Given, the accessibility and above-average snowpack depth in areas known as the Methow Valley "Front Country," such as Elbow Coulee, I figured posting another observation here, for folks skiing on or under slope angles greater than 35 degrees, seemed appropriate. Especially given, the existing snowpack is mixed with past buried wind events, strong-warm and buried crust formations, and varied temperatures within the snowpack & between snowfalls which have led to the natural triggering of both dry and wet isolated slab releases with increasing size and debris as the winter moves along with the snowpack gaining dense integrity.
The snowpack throughout the Methow Valley UNDER (roughly) 3000 feet has undergone considerable and continuing alteration since the first substantial snowfall in early November, relating most significantly to air temperature persistence & variation, along with associated precipitations.
To recap, the snowpack events; There were early-season cold temp snowfalls, which never bonded well with each other or settled prior to the warming event. skiing slopes greater than 40 degrees caused a full snowpack collapse and sluff to the ground even throughout areas including vegetative anchors. Yet, the light, airy, cold, and therefore dry snow did not pose a kinetic energy value risk at that time. Then a multidirectional wind event scoured ridges and deposited dense slab deposits on various aspects, leading to quick-response natural releases (lower) Valley-wide. Following the slab events further natural releases triggered by snow falling from rocks or branches or other features showed considerable propagation (pyramid shape) tendency and again were not isolated to a specific aspect or elevation; however, did fail at the tera-surface contact point. Continued isolated snowpack failure events were noticed propagating to full track width and on less trap-defined slope terrain around rock formations with slope angles greater than 40 degrees, nearly a month and a half after the first sig. snows. At this point, Valley Wide rain and warming events provided a crust with density and thickness that has been able to trap upward thermal movement and reflect downward radiation back up into the snowfalls which have fallen since the crust formation. A second, less dense, thick, and cohesive crust then formed atop separate lightly bonded, varied temperature, snowfalls. Rain and snow mixed at times over a period of several days and were then capped by the most recent crust before temperatures fell consistently below zero again with daytime highs nearing, and for brief periods reaching and slightly exceeding the freezing level, with occasional, yet limited sun exposures softening a refreezing the uppermost layer. Finally, as of 1/22/23, there have been flurry snows and breezy ridgetop winds filling rounded crystals into micro concavities within slopes.

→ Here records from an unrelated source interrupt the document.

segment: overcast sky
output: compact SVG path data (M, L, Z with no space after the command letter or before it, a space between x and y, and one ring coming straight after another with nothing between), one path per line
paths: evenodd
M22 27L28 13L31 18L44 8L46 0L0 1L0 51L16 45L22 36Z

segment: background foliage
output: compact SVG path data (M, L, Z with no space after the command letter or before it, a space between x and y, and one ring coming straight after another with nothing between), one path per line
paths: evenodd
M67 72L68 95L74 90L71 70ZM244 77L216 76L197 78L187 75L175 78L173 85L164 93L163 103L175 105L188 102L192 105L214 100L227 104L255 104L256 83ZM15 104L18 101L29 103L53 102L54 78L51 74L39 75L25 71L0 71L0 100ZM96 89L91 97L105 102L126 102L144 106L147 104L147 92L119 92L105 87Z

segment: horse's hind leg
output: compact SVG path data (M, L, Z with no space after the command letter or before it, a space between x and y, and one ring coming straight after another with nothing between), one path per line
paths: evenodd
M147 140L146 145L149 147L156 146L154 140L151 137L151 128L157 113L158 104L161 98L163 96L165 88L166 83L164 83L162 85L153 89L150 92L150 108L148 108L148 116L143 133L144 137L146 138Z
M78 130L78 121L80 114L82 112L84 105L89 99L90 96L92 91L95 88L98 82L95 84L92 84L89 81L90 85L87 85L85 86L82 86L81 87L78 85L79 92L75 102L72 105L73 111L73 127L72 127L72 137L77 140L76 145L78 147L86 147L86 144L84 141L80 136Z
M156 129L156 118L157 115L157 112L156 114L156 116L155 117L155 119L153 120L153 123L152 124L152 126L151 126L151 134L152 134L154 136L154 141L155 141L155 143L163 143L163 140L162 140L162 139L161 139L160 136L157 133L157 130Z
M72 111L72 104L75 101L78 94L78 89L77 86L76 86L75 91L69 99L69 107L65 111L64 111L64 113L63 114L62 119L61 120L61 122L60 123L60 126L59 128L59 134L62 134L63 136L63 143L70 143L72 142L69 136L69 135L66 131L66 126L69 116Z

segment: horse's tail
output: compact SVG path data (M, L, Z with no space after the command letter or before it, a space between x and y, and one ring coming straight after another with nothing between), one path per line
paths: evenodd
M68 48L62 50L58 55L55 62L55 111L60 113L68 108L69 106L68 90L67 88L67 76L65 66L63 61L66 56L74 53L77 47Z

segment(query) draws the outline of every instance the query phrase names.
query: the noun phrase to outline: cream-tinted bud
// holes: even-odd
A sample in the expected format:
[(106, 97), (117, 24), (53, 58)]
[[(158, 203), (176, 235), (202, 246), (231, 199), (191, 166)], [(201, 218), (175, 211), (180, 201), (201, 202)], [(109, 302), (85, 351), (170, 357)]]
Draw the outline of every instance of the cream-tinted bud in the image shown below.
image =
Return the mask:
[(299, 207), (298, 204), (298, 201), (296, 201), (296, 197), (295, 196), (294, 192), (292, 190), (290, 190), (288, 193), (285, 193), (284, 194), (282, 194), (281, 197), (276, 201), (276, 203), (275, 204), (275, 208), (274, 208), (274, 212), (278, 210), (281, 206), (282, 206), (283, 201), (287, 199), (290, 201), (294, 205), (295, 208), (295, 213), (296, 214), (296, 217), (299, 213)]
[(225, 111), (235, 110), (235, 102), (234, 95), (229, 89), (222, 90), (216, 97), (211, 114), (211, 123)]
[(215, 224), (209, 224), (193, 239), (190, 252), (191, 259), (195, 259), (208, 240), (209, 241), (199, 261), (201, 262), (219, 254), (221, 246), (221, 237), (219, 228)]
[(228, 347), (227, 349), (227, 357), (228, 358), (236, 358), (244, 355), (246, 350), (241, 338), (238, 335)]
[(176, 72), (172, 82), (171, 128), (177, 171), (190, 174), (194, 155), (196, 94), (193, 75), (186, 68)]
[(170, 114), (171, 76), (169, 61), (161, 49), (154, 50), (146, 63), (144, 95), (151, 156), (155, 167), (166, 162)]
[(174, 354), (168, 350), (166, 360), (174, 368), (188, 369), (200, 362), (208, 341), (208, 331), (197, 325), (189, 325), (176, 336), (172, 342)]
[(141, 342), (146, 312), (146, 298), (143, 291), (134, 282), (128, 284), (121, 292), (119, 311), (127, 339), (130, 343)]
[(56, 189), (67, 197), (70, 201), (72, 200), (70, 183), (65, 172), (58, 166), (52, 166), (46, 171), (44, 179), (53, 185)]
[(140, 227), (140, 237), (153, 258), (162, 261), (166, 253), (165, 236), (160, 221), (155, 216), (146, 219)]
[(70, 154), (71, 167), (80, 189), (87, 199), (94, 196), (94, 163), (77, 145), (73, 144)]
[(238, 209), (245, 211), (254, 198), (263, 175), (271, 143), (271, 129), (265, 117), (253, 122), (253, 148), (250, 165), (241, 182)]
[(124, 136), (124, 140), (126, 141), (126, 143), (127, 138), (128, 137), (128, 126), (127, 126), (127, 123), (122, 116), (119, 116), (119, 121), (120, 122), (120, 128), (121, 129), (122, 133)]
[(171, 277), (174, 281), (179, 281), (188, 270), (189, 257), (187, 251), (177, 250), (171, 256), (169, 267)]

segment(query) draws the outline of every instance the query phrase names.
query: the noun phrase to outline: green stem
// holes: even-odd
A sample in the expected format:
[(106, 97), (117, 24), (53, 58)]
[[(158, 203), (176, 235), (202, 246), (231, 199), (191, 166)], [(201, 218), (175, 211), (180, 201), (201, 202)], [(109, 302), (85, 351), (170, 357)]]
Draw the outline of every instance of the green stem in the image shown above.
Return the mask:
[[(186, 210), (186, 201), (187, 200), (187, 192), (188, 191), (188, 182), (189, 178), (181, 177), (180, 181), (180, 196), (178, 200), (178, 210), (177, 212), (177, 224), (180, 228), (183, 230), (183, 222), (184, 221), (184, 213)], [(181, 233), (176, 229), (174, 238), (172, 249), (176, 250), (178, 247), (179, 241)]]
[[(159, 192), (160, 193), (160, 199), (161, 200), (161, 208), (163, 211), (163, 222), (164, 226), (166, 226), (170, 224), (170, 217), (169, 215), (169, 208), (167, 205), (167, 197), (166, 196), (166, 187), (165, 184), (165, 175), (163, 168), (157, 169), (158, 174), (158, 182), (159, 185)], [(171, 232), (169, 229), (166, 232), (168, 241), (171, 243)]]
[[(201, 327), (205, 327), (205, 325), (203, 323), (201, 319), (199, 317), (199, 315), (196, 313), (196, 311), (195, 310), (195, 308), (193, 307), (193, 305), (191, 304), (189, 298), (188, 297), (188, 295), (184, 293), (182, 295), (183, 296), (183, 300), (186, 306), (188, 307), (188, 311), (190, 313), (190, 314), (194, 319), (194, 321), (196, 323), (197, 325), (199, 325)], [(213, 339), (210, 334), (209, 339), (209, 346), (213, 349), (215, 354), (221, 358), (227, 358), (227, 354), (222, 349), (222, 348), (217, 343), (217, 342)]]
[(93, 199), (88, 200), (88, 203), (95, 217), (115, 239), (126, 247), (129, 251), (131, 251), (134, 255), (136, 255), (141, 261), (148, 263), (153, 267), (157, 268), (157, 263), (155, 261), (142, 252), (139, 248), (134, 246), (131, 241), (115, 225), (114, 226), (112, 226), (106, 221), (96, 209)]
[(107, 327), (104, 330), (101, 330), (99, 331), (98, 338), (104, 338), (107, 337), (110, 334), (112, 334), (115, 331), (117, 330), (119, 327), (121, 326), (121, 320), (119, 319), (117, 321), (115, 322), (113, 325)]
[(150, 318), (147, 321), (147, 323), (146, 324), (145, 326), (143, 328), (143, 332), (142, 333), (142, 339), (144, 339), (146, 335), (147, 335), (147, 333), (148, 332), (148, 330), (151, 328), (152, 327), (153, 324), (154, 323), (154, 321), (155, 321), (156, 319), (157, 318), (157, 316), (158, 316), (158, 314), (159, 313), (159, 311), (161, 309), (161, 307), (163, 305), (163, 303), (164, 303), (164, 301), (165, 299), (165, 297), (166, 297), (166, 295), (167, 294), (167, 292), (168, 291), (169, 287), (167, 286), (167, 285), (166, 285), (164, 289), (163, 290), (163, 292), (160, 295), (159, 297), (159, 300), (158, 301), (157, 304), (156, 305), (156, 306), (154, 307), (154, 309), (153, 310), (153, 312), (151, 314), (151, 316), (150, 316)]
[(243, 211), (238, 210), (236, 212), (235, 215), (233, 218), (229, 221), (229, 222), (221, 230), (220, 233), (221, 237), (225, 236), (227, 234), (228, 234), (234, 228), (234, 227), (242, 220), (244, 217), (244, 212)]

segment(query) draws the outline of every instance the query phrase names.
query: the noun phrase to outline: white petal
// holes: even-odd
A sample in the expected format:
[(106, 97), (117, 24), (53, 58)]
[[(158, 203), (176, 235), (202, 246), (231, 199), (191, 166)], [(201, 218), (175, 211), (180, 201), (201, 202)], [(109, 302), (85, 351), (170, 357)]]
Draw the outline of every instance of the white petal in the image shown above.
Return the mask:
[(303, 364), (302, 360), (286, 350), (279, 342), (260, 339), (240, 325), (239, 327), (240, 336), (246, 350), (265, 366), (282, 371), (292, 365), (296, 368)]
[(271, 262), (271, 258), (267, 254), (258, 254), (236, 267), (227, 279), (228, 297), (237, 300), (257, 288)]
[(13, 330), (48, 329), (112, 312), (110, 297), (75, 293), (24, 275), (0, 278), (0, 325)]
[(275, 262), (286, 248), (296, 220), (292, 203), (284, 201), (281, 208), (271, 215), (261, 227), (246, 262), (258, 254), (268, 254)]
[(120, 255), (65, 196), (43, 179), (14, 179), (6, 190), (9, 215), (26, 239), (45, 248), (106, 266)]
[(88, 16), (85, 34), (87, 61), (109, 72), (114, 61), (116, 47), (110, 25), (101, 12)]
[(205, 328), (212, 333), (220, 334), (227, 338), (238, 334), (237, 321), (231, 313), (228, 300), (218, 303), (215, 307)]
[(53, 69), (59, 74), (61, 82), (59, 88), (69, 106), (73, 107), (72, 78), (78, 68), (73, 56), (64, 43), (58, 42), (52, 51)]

During the last prolonged warming event certain areas found East and West of Elbow Coulee, such as Jack Creek off of the Loup Loup Highway, and Wolf Creek West of Sun Mountain Lodge, roughly ten air miles apart, saw a fully rotted temperature gradient snowpack similar to spring snowpack, importantly unlike true spring conditions temperatures have since dropped and remained below freezing. This is important given the snowpack may appear to suggest spring snowpack conditions; however, REAL spring conditions include repetitious cycling of daytime thawing and nighttime freezing temperatures that enlarged crystal so dubbed "corn," within the snowpack. I mention this given the difference between spring-corn conditions and what exists, at least in Elbow Coulee for sure, makes traveling through aspects greater, than say, 35 degrees including road cutbacks worthy of exercising caution due to the potential of hanging, fairly consolidated snow like that which has recently released naturally in Elbow Coulee in multiple locations off rock features where the toe of the hanging snowpack was not supported allowing for the downward pressure to create a full release of the entire snowpack. Two of these releases were able to dislodge fire-killed down and standing trees of less than 8" in diameter with enough force to carry them to the final debris pile.

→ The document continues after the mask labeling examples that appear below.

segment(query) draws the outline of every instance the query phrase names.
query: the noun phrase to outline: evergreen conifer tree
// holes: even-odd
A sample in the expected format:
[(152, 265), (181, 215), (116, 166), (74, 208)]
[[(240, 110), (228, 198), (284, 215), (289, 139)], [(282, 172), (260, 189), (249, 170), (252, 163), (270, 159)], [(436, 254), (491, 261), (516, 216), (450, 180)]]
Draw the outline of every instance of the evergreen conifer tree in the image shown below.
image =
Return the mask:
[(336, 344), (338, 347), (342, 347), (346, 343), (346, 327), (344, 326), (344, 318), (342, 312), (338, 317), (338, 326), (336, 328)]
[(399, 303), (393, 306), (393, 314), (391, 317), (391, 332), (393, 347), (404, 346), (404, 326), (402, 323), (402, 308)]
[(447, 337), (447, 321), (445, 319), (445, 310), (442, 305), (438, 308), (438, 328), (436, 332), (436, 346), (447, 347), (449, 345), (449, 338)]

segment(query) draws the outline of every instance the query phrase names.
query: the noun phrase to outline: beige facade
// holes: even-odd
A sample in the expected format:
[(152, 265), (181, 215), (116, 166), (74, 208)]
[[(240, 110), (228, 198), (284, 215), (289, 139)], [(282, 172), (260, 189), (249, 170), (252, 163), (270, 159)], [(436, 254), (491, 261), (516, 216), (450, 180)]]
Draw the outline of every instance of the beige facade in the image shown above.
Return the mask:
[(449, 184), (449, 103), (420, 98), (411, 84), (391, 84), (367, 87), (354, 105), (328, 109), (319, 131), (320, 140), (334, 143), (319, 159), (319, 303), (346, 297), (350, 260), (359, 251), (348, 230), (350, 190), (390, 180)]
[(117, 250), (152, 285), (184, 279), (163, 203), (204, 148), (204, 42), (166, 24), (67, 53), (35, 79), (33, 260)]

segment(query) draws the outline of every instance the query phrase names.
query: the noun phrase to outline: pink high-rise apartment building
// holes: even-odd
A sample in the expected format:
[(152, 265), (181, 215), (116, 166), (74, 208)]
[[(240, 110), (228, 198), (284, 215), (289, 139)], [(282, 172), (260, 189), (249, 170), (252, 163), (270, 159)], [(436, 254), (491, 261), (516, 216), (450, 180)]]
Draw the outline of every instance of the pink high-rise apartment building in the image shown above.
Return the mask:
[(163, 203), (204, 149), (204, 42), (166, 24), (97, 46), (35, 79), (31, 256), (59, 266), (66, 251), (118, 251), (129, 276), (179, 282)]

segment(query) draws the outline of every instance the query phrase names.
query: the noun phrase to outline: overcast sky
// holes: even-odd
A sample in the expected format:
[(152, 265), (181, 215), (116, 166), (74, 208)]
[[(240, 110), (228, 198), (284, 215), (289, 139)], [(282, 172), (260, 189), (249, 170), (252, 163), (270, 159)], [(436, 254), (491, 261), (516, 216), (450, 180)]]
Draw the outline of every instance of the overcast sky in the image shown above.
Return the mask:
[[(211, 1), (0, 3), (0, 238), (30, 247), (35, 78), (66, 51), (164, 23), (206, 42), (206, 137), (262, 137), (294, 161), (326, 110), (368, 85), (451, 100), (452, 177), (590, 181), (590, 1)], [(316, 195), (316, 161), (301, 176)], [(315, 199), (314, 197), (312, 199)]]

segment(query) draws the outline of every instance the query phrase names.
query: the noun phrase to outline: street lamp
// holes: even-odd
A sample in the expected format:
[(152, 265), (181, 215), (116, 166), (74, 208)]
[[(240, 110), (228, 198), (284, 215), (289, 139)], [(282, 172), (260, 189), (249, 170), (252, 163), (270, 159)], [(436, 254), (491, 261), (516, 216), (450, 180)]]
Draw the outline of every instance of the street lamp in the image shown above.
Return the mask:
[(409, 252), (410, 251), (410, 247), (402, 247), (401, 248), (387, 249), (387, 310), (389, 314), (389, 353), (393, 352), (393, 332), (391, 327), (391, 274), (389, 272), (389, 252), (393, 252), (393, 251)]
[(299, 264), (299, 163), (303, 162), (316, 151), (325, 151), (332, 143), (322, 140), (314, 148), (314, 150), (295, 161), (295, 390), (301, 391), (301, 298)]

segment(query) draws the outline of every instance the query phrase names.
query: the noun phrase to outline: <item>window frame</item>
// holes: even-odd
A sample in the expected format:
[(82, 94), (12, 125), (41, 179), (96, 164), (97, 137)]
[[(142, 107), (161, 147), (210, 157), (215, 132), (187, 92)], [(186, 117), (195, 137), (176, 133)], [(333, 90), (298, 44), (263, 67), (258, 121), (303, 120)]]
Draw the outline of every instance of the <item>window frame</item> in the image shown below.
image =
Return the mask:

In a pit dug yesterday on a South aspect within Elbow Coulee roughly a thousand feet above the valley floor a significant layer of instability was seen, roughly fifteen centimeters or six inches below the surface. While the existing overall snowpack structure and shallow depth keep this upper layer from being considerably hazardous keeping it in check as potential future snows develop overtop🤞, may prove worthwhile.